Saturday, June 14, 2014

Bitrot Resistance on a Single Drive

This morning I read an interesting summary on Slashdot about bitrot under HFS+. The article is a bit misleading because bitrot is not really an HFS+ problem per se, but the author's qualm is that HFS+ does not support data integrity feature like ZFS. This merely echoes a sentiment that ZFS is slowly making its way to Mac OS X which was not happening due to the NetApp v. Sun Microsystems (now Oracle) patent lawsuit claiming that the copy-on-write feature in ZFS infringes on NetApp's WAFL technology. Although the lawsuit was dismissed in 2010, it appears that Apple had lost interest.

But is ZFS really the silver bullet against bitrot? My argument is that bitrot should not be handled at the filesystem layer, but done at the block storage layer, if you only put data on a single drive.

ZFS data integrity uses block checksumming. Rather than storing the checksum in the block, the block pointers are really a pair (address, checksum). This pointer structure is propagated all the way to the root, forming a Merkle tree. You can configure the filesystem to store several copies of a block, which divides the usable data capacity of a drive by the number of copies (or \( 1 / k \) of the capacity, where \( k \) is the number of copies).  ZFS can also manage a disk pool for you in a RAID-like configuration. RAID-Z uses parity so the drive capacity is \( (n - 1)/n \) where \( n \) is the number of drives (which must be identically sized). Most people don't have disk arrays, so they're stuck with multiple copies at \( 1 / k \) capacity.

Given that the original author of the bitrot article suffered only 23 files over a 6 year period (on the filesystem there are usually millions of files), reducing your drive capacity to a half or a third seems a dire price to pay.

The ideal case of bitrot resistance is if the block storage performs Reed-Solomon error correction. This have been the way CD-ROM stores data. CD-ROM physical sectors are 2352 bytes, but data sectors are 2048 bytes; the hidden bytes are used for error correction.

Note that Reed-Solomon is generally more robust the more data there are. For hard drives (magnetic spinning discs, not SSDs), it would make sense to do Reed-Solomon on a whole cylinder, since hard drive performance overhead is bottlenecked on seeking: movement of the reading heads to a particular cylinder position is a delicate operation. Reading the extra sectors in a cylinder is free. The drive doesn't have to implement this. The extra error correction can be done by the logical volume manager, which is a block storage layer underneath the filesystem but above the actual device.

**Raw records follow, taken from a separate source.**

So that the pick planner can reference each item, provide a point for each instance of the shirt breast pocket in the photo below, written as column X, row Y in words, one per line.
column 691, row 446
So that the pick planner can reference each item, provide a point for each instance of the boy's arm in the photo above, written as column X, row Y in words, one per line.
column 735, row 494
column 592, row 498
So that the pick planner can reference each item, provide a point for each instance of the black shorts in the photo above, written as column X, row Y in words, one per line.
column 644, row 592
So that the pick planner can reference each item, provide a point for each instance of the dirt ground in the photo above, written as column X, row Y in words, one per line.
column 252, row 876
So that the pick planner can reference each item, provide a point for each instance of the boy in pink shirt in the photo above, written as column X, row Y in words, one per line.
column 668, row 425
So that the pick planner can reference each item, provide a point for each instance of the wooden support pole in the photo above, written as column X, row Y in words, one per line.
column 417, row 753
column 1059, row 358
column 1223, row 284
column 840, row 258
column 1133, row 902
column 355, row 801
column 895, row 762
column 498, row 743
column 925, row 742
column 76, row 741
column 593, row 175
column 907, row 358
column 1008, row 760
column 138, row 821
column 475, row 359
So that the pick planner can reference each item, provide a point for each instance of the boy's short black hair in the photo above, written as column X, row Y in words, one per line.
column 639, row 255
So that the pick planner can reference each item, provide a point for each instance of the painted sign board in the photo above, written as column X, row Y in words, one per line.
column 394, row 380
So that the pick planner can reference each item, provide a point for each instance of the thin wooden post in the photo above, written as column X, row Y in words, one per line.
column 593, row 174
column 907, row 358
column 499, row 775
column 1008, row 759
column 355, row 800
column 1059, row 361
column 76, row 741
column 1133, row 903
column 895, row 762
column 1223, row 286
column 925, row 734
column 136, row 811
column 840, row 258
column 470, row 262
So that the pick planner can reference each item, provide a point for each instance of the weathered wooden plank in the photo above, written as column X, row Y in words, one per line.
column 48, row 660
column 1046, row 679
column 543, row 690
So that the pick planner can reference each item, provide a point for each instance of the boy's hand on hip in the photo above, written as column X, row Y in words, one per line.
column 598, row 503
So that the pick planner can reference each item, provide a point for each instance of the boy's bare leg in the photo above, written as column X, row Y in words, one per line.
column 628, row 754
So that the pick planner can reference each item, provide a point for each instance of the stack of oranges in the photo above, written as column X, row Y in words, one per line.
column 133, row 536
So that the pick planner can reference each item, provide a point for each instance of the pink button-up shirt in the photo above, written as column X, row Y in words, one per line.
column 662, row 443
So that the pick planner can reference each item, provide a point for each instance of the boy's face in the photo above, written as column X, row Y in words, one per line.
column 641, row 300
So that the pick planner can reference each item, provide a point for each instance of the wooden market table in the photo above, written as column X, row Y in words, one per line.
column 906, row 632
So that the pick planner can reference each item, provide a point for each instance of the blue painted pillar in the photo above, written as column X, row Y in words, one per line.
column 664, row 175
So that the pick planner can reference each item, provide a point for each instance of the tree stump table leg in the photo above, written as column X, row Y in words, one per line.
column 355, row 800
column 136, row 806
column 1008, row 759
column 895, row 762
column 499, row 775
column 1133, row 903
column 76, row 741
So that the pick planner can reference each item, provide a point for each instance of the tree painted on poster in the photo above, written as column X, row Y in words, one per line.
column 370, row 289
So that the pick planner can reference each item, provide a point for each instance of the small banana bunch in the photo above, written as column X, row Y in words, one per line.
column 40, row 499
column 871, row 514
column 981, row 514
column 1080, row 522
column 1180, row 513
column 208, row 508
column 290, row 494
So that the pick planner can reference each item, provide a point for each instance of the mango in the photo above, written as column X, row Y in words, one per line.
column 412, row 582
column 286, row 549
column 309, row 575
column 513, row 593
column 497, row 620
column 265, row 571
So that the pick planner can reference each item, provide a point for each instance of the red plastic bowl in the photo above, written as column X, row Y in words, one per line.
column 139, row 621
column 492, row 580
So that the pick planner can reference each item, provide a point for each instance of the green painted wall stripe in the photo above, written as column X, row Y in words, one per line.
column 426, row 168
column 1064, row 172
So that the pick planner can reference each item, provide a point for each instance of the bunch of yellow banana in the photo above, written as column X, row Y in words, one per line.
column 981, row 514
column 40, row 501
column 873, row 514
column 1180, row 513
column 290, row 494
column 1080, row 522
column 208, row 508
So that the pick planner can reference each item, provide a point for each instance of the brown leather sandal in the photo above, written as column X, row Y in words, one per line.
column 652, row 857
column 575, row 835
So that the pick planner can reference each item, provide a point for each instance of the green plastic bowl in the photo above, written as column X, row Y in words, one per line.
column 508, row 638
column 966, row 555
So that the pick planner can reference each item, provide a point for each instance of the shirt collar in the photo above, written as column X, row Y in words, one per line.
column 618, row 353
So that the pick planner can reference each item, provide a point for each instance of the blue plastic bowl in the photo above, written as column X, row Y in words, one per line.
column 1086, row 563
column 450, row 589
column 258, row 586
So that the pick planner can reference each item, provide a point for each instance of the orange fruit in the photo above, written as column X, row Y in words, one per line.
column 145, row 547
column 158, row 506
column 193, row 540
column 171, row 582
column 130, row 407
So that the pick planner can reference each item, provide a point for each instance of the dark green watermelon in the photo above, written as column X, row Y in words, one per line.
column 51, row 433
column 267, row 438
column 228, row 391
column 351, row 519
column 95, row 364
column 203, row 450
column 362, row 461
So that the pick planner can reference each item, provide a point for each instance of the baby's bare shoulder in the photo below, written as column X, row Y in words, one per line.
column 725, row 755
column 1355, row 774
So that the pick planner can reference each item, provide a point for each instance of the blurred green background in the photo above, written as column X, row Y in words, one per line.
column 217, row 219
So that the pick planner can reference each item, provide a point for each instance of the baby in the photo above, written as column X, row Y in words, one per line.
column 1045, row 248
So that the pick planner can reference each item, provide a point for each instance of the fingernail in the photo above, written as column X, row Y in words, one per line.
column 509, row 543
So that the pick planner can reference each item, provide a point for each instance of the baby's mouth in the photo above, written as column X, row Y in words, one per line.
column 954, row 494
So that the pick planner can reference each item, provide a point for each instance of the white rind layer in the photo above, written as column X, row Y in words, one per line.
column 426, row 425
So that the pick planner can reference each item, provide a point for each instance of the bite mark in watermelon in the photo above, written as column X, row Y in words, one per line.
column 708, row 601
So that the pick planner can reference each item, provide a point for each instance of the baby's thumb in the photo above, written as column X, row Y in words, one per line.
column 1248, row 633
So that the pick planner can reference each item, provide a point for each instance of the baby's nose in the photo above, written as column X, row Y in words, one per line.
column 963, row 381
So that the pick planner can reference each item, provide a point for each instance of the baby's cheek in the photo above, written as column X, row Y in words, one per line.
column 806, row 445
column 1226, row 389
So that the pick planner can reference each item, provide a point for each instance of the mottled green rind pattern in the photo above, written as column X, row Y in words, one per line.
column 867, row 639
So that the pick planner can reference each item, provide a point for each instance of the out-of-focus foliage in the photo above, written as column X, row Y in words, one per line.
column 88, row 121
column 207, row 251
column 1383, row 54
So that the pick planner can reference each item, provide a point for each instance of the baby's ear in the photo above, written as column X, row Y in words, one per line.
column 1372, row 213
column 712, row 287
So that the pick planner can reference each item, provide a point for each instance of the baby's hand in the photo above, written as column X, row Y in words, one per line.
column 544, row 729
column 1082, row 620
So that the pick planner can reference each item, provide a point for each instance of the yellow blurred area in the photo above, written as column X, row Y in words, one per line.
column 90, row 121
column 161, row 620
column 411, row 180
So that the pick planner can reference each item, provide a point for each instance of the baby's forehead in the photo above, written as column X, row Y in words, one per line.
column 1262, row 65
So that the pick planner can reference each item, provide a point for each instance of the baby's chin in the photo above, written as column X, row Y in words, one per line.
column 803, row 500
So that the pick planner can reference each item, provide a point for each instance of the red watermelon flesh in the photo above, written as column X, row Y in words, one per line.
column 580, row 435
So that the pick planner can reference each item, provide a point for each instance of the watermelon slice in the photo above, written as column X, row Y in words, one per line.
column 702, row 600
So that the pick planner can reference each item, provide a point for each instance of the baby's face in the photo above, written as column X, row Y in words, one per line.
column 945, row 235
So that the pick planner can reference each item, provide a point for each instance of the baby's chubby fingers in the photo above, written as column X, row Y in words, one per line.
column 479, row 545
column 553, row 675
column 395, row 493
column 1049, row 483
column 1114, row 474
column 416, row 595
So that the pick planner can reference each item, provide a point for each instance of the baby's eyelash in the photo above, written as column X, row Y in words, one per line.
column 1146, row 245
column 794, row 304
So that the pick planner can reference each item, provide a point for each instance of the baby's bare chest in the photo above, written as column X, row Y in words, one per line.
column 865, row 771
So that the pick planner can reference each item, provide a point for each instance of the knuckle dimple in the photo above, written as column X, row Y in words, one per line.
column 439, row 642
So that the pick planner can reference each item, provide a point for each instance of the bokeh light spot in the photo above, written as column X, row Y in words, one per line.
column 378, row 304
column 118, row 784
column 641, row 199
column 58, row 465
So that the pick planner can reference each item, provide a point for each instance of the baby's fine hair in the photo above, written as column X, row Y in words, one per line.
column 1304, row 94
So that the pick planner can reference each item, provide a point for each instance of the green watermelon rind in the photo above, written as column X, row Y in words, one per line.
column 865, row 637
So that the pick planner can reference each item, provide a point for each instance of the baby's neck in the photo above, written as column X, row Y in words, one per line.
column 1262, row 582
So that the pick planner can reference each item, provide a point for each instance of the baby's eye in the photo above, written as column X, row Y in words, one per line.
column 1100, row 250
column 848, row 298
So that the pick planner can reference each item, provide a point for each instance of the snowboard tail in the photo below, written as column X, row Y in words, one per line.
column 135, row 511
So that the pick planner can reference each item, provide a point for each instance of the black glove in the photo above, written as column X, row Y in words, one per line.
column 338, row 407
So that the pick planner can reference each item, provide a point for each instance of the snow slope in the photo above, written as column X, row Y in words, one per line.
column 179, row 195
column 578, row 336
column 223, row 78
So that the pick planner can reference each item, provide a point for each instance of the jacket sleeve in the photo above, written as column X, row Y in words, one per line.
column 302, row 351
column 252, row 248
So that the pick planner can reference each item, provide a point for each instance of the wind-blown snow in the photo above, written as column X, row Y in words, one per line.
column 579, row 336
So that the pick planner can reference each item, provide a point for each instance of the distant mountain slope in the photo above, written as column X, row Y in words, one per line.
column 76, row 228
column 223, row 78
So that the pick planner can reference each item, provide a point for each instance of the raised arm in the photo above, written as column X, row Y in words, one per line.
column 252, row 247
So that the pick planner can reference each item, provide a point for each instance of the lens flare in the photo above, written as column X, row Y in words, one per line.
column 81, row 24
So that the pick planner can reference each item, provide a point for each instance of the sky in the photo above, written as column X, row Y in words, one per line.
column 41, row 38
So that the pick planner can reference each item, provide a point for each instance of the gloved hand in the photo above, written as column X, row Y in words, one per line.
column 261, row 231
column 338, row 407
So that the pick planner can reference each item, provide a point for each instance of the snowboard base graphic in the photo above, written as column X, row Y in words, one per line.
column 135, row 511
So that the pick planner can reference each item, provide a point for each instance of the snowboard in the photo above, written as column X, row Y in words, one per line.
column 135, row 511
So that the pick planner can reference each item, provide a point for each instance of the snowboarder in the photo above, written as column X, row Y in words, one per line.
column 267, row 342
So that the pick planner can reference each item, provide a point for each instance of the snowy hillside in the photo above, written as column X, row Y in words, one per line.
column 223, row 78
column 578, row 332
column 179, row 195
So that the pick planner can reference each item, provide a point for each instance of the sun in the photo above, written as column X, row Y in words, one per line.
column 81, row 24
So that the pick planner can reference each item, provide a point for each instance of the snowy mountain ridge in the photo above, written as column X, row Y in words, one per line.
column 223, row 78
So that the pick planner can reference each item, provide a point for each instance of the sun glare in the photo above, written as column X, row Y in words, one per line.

But one complication is logical block addressing (LBA) that numbers sectors linearly in order to overcome disk size limited by BIOS int 13h, which is an outdated API for accessing disk drives in the MS-DOS days. LBA hides the disk geometry due to the linear numbering. The error-correcting logical block layer could be more efficient if it knows the underlying disk geometry. Otherwise the error correction might span cross two physical cylinders, which is suboptimal. But it might not be too big of a deal since moving the disk head to the next cylinder is much easier than swinging it across the disk surface. The notion of a cylinder is also largely decimated in modern disks because outer cylinders have bigger circumference, and can have more sectors than inner cylinders. It would suffice to pretend that a pseudo-cylinder be merely a span of continuous sectors.

To get the best performance, the filesystem might wish to use a logical block size equaling the cylinder size. Depending on the disk geometry, the block size would typically be ~1MB. This would waste space unless the filesystem can pack small files, like BtrFS. Therefore, it is possible to achieve bitrot resistance on a single drive without performance impact.

Now, if you want to put data across an array of drives, then doing Reed-Solomon error correction across all drives that might fail independently would be the ideal. Note that you don't want to do error correction across drives with correlated failure, e.g. (1) drives from the same manufacturing batch subject to the same wear, or (2) drives that can be destroyed by the same power failure or surge at a site.